Objectives Assess the need for statin treatment in an established RA cohort (COMEDRA study) according to European and American recommendations with and without application of the multiplier proposed by EULAR, in patients aged 45-65 years, in order to compare the two sets of recommendations; and assess statin prescription in RA as secondary prevention or in diabetic patients.

Methods The COMEDRA study evaluated the impact of a nurse consultation on the management of comorbidities of RA. All patients in this study had a lipid workup and all CVR factors were noted.

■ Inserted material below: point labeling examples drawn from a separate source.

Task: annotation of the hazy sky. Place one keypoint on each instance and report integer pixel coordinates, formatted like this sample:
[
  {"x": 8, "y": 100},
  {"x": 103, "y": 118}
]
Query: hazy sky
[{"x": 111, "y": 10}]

Results 620 patients (79.8% women) with established RA (mean disease duration 13.2±9.9 years) were analyzed. RA was erosive in 447 (73%) and 524 (84.6%) had positive RF or anti-CCP antibodies. 450 patients (72.9%) were treated with a biologic and 223 (36%) received glucocorticoids (mean, 5.5±5.6 mg/day). One hundred (16.1%) patients had a family history of early onset CV disease, 155 (15%) were treated for hypertension, 110 (17.7%) were on lipid lowering drugs, 136 (21.9%) had BP >140/90, 124 (20%) were smokers. 7 (1%) patients had prior MI, 15 (2.4%) had prior stroke and 6 (1%) had lower limb arteriopathy. 33 (5.3%) patients were diabetic. According to European recommendations, 13 should receive statins, of whom 6 (46%) were treated and by applying EULAR recommendations 17 should receive statins, of whom 10 (59%) were treated. According to American recommendations, 150 should receive statins, of whom 32 (46%) were treated and by applying the same multiplier of 1.5, 234 should receive statin, of whom 45 (59%) were treated. Only 8/28 (28.5%) patients in secondary prevention and 11/33 (33.3%) of diabetic patients received a statin.

Conclusions According to the recommendation used, the number of RA patients requiring statin varies by a factor 10. More information is needed on which recommendation set performs best for prediction of long-term outcomes.